Virgin Gorda boasts the Baths, a beach covered with ancient granite boulders, up to 40 feet in diameter, that form a labyrinth of stone caverns and secret rock pools. It’s a beach, but also a photographer’s delight. A hike through this geological wonder can include scaling the boulders via a series of ladders to reach another beach, Devil’s Bay, a tranquil location for snorkeling and swimming.
The Baths site is to the island’s southwest, whereas Virgin Gorda’s northern side is hilly, reaching its highest point at Gorda Peak (1,370 feet), which gives its name to one of the island’s several national parks. The hilly terrain is suited for hiking, yielding great views atop Gorda Peak. It also lends itself to tooling around on scooters or via Jeep.
Interested visitors may pursue the island’s history, either quite actively with a rugged hike to the ruins at Little Fort National Park or, more casually, with an excursion to Coppermine Point, site of a 19th century Cornish copper mine. The latter provides sweeping views of the Caribbean and the sounds of a strong surf hitting the rocky point.

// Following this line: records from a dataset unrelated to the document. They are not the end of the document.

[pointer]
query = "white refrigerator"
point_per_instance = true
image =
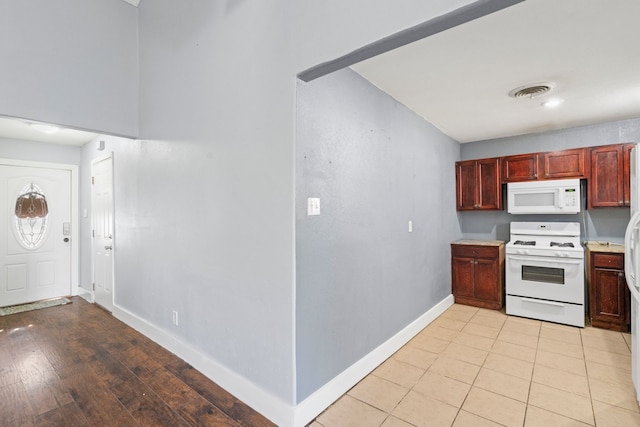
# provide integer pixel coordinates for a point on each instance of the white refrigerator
(632, 267)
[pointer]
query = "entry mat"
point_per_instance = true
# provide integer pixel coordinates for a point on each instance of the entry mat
(4, 311)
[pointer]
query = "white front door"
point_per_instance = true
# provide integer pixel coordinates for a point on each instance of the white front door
(35, 234)
(102, 225)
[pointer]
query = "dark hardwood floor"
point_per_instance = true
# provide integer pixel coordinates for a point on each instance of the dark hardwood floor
(76, 365)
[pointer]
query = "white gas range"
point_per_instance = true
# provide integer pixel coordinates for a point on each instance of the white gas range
(544, 272)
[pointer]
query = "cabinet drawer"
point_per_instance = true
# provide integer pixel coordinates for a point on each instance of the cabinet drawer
(472, 251)
(608, 260)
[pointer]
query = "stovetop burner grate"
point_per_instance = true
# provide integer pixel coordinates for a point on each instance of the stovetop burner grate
(562, 245)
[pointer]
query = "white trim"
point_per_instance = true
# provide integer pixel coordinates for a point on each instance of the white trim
(75, 227)
(312, 406)
(265, 403)
(272, 407)
(106, 157)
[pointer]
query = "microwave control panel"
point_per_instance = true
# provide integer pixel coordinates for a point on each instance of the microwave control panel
(571, 197)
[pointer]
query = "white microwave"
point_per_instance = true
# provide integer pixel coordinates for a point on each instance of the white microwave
(560, 196)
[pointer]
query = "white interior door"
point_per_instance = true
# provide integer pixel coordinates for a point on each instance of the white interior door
(35, 234)
(102, 225)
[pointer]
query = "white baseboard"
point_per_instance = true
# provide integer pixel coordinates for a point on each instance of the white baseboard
(270, 406)
(85, 294)
(312, 406)
(275, 409)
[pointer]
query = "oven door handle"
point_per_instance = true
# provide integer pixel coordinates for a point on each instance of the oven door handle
(546, 260)
(539, 301)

Four islands are nearby to the north — Eustatia, Mosquito, Necker and Prickly Pear — where visitors may swim (Prickly Pear), moor their boats at dive sites (Mosquito and Prickly Pear) or find exclusive accommodations (Eustatia and Necker) for really getting away from it all, even from the sleepy Virgin Gorda.

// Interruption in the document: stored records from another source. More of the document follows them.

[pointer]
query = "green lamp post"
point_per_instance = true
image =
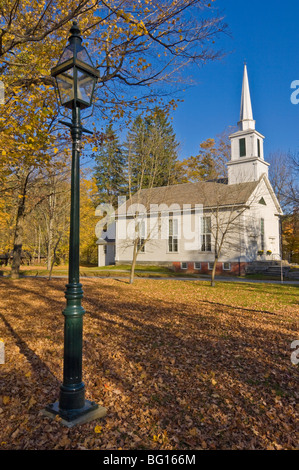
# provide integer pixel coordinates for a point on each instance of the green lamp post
(76, 79)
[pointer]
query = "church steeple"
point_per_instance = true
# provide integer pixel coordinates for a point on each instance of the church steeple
(246, 116)
(247, 153)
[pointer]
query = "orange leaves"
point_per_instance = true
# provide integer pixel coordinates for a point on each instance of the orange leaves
(178, 365)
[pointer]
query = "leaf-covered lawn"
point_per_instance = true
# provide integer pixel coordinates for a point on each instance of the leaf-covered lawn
(178, 365)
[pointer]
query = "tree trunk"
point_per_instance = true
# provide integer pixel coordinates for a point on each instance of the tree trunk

For that matter, roads don’t extend to all northern coastal areas with the result that many of Virgin Gorda’s resorts are accessible only by boat.
Things to do for Venturers
- Go sailing in the island’s North Sound where protected waters and proximity to several tiny islands offer nearly perfect sailing conditions. Or, charter a motorboat for area sightseeing.
- Take a vigorous hike with an educational slant. The goal is Little Fort National Park, site of a Spanish fortress and a wildlife sanctuary. Park entry is at the seashore, and access to the fort’s ruins are at the end of a rugged trail through dense vegetation.
- Rent a scooter for getting around the island, at least the parts with roads. Or, make that a Jeep.
- Show your PADI certification and dive the waters in the Virgin Gorda area. For one choice, dive around South Bay on Ginger Island, where there’s a gently sloping wall of hard coral.
- Be competitive. Get into the Pro-Am Regatta Week, a sailing event in October that pits amateurs and novice sailors against America’s Cup skippers and other world class sailors.
- Take a parasailing tour over North Sound. Or, stay at sea level for some windsurfing.
Things to do for Centrics
- Hike one of the trails to the top of the mountain in Gorda Peak National Park.
- In March, attend the island’s Jazz on the Hill concert series. Or make a visit to coincide with the springtime Spanish Town Fisherman’s Jamboree.
- Carry your camera for some serious photography at the Baths, a boulder-strewn beach area. And walk from this beach to Devil’s Bay, a move that involves scaling the boulders with the help of ladders and rope handrails.
- Sightsee from a helicopter.
- Kayaking is an option. Visit local outfitters for the equipment.
- Exploit the available nightlife. Look for a full-moon party. Or, make that a restaurant with live music, which could be jazz.
Things to do for Authentics
- Take in the endless views of the Caribbean from Coppermine Point on the island’s southeast tip.
- For quiet beach time, head to Mountain Trunk, Pond Bay or Savannah Bay on the north shore. Or make Prickly Pear Island your preferred beach site.
- Stay at Little Dix Bay, the first luxury resort in the British Virgin Islands, built in the 1960s. Sample the spa services, offered here in private treatment cottages. Or, if traveling with a sizeable group, book your stay in a private villa.
- Visit another B.V.I. island via water taxi. The taxi ride itself is part of the experience.
- Charter a vessel for a half or full day of sportfishing.
- Picnic and snorkel at Spring Bay National Park. Or, snorkel at the Blinders, near the Baths, where you can eye submerged boulders.